Il dramma della guerra in Ucraina rappresenta uno spartiacque per la storia dell’Unione Europea. Già nel corso della pandemia aveva cominciato a prendere piede una nuova narrazione del progetto europeo, non limitato all’economia monetaria e finanziaria ma orientato alla definizione di un’autonomia strategica nello scacchiere geopolitico.
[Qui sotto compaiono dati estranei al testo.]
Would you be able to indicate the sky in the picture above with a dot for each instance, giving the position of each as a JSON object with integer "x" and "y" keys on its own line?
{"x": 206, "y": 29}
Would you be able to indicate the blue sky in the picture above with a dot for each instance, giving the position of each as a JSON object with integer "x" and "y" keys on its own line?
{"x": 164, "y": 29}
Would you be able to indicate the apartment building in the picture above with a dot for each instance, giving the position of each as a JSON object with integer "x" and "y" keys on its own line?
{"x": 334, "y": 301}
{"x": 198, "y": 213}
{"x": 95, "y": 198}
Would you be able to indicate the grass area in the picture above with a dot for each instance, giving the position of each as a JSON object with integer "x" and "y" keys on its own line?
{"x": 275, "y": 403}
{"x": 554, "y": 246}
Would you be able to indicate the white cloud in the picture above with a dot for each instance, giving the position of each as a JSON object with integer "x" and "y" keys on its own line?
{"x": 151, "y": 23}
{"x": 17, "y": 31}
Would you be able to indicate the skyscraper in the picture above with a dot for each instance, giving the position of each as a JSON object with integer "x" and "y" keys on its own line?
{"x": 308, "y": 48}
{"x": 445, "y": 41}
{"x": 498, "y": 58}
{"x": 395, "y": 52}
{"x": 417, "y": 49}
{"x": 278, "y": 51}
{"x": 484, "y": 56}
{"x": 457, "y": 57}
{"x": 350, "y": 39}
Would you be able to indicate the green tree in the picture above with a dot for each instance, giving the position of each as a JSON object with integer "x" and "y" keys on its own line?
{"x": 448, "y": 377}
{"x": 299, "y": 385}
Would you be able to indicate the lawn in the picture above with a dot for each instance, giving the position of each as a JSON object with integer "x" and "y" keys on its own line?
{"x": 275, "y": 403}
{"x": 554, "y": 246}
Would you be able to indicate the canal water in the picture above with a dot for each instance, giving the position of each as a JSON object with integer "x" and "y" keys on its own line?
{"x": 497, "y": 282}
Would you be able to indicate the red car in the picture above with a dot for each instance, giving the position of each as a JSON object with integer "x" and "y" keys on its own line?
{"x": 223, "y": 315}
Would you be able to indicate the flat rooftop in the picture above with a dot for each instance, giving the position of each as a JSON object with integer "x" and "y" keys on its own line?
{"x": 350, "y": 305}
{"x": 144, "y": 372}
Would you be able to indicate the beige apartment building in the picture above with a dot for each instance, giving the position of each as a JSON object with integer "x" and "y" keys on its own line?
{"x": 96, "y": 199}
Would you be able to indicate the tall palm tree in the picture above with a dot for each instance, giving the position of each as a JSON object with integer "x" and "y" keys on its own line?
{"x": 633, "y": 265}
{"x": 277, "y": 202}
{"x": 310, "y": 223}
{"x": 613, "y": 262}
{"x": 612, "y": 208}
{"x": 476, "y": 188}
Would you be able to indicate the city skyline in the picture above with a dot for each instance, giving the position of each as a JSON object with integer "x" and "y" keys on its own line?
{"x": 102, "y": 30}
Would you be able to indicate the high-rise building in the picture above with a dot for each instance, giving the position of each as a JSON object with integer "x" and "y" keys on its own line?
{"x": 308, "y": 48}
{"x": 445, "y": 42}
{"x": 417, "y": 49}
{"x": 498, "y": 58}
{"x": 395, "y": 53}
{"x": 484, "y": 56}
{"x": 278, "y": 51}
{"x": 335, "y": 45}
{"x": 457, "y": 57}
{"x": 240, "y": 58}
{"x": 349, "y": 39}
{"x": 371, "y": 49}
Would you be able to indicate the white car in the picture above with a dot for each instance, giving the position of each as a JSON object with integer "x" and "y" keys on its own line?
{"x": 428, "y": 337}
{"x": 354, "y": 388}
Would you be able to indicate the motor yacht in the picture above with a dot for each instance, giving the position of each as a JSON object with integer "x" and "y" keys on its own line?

UN SISTEMA MONETARIO PER LA PACE
I padri fondatori dell’Europa erano convinti che i Paesi si dovessero unire economicamente e politicamente al fine di evitare un nuovo conflitto mondiale. Con questo spirito vennero istituite l’Unione Europea dei Pagamenti nel 1950, la Comunità Europea del Carbone e dell’Acciaio nel 1951, la Comunità Europea per l’Energia Atomica e la Comunità Economica Europea nel 1957. L’obiettivo era liberalizzare gli scambi commerciali e, in termini brutali, rendere economicamente sconveniente il ricorso alla guerra armata nel cuore dell’Europa. Successivamente, nella seconda metà degli anni Ottanta, tra i policy maker europei si andò diffondendo l’idea che un’unione economico-politica non avrebbe espresso a pieno il proprio potenziale in assenza di una moneta unica. Quest’ultima avrebbe meglio tutelato il potere d’acquisto di famiglie e imprese, eliminato i rischi di cambio e ridotto i costi di transazione. Inoltre, non a caso, la moneta, insieme all’esercito, materializza storicamente l’autorità del potere politico ed è unità di misura della sua credibilità. Con l’Atto Unico Europeo del 1986 si posero le basi per la costruzione dell’Unione Economica e Monetaria e il Rapporto Delors del 1989 mise nero su bianco la road map per la costruzione della politica monetaria europea, confluita poi nel Trattato di Maastricht del 1992, a cui seguì nel 1997 l’adozione del Patto di Stabilità e Crescita che vincola gli Stati membri al rispetto dei criteri di convergenza enunciati dal Trattato di Masstricht; qui ne citiamo a titolo di esempio due: rapporto deficit/Pil non superiore al 3% e rapporto debito/Pil non superiore al 60%. Quest’ultimo parametro è stato integrato dal Fiscal compact del 2012, il quale vieta che il deficit teorico di piena occupazione superi lo 0,5% del Pil nel corso di un ciclo economico e stabilisce che il rapporto debito/Pil, se superiore al 60%, debba scendere ogni anno di un ventesimo della distanza tra il suo livello effettivo e la soglia del 60%.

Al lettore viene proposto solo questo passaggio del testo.